Я договорился с двумя друзьями о загородной прогулке в воскресенье, но совершенно неожиданно проспал время встречи. Мои друзья, знавшие мою всегдашнюю пунктуальность, очень удивились, подошли к дому, где я жил, немного постояли около него, затем поднялись по лестнице и постучали в дверь. Я очень испугался, вскочил с постели и, ни на что не обращая внимания, постарался как можно скорее собраться. Когда я затем, полностью одетый как полагается, вышел из дверей, мои друзья с явным испугом отпрянули от меня. «Что у тебя на затылке?» – воскликнули они. Еще только проснувшись, я почувствовал, что мне что-то мешает отклонять голову назад, и теперь попытался рукой нащупать помеху. В ту минуту, когда я ухватился за рукоятку меча позади моей головы, друзья, уже пришедшие немного в себя, закричали: «Осторожнее, не поранься!» Друзья приблизились ко мне, осмотрели меня, повели в комнату и перед зеркалом шкафа раздели до пояса. В мою спину был воткнут по самую рукоятку большой старый рыцарский меч с крестообразным эфесом, но воткнут так, что клинок прошел невероятно точно между кожей и плотью, ничего не повредив. Не было раны и на шее, на месте удара мечом; друзья уверяли, что оставленная клинком щелка совершенно не кровоточила и была сухой. Да и теперь, когда друзья, взобравшись на кресло, медленно, миллиметр за миллиметром, стали вытаскивать меч, кровь не выступила, а дыра на шее закрылась до едва заметной щелки. «Вот тебе твой меч», – со смехом сказали друзья и протянули мне его. Я взвесил его в руках, это было дорогое оружие, оно вполне могло принадлежать крестоносцам. Кто потерпит, чтобы в его снах шатались старые рыцари, безответственно размахивали своими мечами, втыкали их в невинных спящих и лишь потому не наносили тяжелых ран, что их оружие вначале, наверное, соскальзывает с живого тела, и потому, что верные друзья стоят за дверью и стучат, готовые прийти на помощь.
20 января
Конец писанию. Когда я снова примусь за него? В каком плохом состоянии я встречусь с Ф.! С отказом от писания сразу же пришла неповоротливость мыслей, неспособность подготовиться к встрече, в то время как на прошлой неделе я с трудом мог отделаться от важных мыслей в связи с ней. Хорошо бы извлечь из этого единственно возможную выгоду – сносный сон.

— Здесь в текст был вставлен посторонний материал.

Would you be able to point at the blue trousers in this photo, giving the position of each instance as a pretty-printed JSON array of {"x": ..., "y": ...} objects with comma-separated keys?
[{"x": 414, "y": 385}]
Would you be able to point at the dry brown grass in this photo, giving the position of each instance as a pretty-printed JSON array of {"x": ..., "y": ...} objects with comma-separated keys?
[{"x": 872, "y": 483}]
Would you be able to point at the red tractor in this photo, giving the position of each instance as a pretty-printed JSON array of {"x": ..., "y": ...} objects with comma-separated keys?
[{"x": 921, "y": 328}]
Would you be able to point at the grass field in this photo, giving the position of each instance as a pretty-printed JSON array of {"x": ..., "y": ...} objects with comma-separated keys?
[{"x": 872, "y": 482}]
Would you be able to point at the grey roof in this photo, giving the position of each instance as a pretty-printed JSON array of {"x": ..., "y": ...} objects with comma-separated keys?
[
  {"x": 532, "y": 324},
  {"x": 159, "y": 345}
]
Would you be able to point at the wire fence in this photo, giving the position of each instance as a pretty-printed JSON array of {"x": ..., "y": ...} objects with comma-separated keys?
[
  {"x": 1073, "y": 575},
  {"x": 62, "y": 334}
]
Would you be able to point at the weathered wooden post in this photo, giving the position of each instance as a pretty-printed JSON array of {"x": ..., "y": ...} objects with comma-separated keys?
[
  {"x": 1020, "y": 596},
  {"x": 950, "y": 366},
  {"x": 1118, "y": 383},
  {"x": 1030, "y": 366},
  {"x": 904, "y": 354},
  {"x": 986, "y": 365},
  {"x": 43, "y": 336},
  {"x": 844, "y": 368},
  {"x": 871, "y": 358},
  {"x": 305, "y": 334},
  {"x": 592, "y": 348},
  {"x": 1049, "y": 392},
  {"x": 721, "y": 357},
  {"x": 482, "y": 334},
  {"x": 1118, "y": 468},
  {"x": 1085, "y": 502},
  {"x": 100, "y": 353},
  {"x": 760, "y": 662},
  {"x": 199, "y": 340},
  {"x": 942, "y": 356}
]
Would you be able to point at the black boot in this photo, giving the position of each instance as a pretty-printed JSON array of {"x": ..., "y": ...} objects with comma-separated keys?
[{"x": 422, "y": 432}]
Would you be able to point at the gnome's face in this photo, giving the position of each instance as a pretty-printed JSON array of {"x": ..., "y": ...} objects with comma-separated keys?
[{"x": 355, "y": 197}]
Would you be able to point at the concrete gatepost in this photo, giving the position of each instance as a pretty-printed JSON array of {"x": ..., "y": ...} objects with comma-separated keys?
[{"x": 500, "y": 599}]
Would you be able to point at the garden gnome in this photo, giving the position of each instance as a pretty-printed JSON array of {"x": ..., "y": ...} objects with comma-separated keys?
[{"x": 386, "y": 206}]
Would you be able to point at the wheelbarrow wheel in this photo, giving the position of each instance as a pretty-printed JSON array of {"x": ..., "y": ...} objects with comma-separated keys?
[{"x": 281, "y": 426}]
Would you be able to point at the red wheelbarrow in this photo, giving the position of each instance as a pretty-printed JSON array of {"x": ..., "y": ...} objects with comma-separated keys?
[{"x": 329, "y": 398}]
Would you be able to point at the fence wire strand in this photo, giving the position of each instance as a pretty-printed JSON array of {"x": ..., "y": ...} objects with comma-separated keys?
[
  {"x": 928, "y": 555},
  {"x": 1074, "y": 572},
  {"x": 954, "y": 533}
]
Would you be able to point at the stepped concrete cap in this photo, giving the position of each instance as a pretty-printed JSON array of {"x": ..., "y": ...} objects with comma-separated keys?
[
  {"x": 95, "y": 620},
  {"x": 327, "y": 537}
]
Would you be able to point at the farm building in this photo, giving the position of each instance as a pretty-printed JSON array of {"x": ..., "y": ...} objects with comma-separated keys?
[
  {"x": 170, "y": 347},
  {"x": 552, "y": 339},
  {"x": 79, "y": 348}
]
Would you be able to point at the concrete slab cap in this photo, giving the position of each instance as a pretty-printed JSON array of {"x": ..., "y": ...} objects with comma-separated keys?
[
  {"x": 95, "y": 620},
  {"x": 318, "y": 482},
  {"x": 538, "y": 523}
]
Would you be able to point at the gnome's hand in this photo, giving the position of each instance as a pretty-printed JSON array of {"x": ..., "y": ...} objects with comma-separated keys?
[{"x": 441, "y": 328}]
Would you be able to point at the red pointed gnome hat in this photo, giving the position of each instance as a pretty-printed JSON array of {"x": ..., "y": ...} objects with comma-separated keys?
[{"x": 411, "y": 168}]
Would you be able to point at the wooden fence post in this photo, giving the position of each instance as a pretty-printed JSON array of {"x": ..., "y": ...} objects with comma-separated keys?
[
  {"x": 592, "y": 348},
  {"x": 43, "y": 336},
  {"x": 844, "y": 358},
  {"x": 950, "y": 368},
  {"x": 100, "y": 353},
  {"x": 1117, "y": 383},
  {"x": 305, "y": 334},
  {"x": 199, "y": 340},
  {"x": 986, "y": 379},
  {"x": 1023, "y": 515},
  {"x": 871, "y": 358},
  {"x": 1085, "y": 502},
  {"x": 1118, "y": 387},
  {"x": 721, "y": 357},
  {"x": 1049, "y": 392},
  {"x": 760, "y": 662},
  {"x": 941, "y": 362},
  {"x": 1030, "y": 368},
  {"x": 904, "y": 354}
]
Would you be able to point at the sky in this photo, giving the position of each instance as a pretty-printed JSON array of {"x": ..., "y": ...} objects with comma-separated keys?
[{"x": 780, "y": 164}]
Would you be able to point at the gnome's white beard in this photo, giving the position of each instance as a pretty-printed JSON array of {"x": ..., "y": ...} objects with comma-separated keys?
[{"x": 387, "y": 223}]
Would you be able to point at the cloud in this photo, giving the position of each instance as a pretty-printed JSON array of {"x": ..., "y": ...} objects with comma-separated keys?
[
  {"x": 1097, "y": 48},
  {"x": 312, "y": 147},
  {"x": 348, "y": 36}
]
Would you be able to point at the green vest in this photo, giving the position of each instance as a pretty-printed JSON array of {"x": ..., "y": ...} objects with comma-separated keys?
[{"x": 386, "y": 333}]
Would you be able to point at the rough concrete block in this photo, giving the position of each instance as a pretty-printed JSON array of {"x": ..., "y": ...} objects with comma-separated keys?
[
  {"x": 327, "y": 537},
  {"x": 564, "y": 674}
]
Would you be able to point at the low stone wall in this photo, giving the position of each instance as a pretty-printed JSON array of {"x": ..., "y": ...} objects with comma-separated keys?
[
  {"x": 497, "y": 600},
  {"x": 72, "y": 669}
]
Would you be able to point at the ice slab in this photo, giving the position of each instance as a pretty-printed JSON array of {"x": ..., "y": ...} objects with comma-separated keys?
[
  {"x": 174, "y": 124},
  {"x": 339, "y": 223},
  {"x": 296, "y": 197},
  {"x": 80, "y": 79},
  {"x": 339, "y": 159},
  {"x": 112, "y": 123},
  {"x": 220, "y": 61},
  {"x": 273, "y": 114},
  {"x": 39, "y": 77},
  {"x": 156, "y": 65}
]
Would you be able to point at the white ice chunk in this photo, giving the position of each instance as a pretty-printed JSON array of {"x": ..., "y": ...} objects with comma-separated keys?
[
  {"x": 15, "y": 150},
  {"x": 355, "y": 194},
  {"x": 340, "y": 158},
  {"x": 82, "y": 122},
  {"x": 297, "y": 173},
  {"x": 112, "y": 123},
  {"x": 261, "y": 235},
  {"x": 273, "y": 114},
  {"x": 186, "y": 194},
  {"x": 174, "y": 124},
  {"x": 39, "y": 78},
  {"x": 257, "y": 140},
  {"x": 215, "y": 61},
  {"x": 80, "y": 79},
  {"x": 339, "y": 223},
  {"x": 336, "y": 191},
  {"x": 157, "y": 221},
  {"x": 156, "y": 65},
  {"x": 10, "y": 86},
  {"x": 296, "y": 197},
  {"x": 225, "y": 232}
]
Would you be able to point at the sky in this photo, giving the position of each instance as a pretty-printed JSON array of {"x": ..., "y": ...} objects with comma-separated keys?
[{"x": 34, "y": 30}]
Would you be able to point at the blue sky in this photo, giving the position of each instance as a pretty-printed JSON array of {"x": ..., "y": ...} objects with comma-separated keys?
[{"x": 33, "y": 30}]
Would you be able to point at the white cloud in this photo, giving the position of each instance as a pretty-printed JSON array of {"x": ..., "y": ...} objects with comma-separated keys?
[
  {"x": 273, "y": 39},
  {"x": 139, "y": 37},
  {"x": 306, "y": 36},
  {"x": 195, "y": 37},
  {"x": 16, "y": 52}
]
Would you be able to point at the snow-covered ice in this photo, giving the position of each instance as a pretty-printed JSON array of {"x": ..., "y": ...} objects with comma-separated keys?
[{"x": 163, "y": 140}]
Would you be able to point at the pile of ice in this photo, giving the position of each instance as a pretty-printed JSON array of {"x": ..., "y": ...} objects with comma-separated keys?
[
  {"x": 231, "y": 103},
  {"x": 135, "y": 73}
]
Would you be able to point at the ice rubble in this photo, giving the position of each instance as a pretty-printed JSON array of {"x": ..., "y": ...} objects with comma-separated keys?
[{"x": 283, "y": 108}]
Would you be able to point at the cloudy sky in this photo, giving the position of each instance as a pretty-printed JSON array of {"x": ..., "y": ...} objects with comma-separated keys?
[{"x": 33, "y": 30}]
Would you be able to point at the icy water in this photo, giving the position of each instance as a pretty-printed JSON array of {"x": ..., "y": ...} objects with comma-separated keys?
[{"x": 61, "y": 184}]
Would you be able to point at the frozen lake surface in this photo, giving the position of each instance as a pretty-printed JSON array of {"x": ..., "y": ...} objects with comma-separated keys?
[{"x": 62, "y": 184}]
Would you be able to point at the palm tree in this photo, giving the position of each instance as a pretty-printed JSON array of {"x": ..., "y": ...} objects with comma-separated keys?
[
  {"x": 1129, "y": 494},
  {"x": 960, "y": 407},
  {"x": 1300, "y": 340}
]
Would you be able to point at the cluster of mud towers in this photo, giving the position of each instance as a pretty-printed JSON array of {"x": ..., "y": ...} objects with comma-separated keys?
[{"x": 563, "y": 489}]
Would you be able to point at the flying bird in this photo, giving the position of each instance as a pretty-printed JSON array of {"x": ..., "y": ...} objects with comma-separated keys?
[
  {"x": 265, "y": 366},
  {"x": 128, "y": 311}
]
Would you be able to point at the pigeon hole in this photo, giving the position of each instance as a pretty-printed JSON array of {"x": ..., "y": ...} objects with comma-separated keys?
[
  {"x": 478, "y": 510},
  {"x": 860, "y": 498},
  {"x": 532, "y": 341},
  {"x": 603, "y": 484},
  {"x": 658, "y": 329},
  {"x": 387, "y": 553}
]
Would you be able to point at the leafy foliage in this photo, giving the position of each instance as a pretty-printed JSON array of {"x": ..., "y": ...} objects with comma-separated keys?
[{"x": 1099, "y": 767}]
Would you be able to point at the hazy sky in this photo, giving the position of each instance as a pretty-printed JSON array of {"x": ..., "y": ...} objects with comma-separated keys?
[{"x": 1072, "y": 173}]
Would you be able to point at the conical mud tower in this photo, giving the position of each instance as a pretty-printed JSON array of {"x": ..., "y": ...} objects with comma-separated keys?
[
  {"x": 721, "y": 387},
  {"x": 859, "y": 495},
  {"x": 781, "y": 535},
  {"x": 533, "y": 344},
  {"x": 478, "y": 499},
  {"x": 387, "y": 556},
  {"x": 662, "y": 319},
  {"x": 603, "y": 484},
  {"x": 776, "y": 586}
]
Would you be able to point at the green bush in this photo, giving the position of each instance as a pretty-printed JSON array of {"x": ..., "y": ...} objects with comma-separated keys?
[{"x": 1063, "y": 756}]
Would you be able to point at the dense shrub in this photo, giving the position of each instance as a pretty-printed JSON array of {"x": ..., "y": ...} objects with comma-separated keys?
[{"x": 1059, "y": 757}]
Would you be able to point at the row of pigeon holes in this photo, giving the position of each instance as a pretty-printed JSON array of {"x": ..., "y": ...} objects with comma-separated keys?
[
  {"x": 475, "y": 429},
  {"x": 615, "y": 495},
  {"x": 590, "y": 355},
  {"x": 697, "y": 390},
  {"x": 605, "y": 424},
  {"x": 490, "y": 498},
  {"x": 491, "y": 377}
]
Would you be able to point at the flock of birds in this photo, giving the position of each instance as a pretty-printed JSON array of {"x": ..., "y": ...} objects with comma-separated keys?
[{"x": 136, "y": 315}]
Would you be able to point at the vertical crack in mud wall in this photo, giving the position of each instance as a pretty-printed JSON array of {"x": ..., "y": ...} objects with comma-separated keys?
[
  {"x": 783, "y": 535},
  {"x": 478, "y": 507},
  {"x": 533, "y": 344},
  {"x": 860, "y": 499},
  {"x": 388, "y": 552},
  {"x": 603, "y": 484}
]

«Черные знамена». Как плохо я читаю. И как зло и болезненно я наблюдаю за собой. Проникнуть в мир я, видимо, не могу, но могу спокойно лежать, воспринимать, воспринятое растворять в себе и затем спокойно показываться на людях.
24 января
С Ф. в Боденбахе. Мне кажется, невозможно, чтобы мы когда-нибудь соединились, но я не отваживаюсь сказать об этом ни ей, ни – в решающий момент – себе. И я снова обнадежил ее, безрассудно – ведь с каждым днем я старею и коснею. Когда я пытаюсь понять, как она страдает, оставаясь в то же время спокойной и веселой, ко мне возвращаются старые головные боли. Мы не должны снова мучить себя длинными письмами, пусть эта встреча останется случайным эпизодом. Или, может быть, я верю, что смогу здесь стать свободным, жить литературным трудом, поехать за границу или еще куда-нибудь и там тайно жить вместе с Ф.? Мы ведь нашли друг друга ни в чем не изменившимися. Каждый молча признался себе, что другой непоколебим и безжалостен. Я не отступаю от своих намерений вести фантастическую, полностью обусловленную моей работой жизнь, она же, глухая ко всем немым просьбам, хочет обыденности, уютной квартиры, интереса к фабрике, обильной еды, сна с одиннадцати часов вечера, натопленной комнаты, она подводит мои часы, вот уже четверть года уходящие вперед на полтора часа, чтобы они показывали время с точностью до одной минуты. И она права, и всегда будет права, она права, делая мне замечание, когда я говорю кельнеру: «Принесите газету, пока она не зачитана до дыр», и я не могу ничего изменить, когда она говорит об «отпечатке своеобразия» (это можно произнести только скрипучим голосом) в будущей обстановке квартиры. Моих двух старших сестер она считает «плоскими», о младшей она не спрашивает, к моей работе почти не проявляет интереса и явно не разбирается в ней. Это – одна сторона.
Я бессилен и опустошен, как всегда, и, собственно говоря, должен бы размышлять только о том, почему у кого-то все же возникает хоть малейшее желание дотронуться до меня мизинцем. Одного за другим, подряд, я обдал холодом трех совсем разных людей…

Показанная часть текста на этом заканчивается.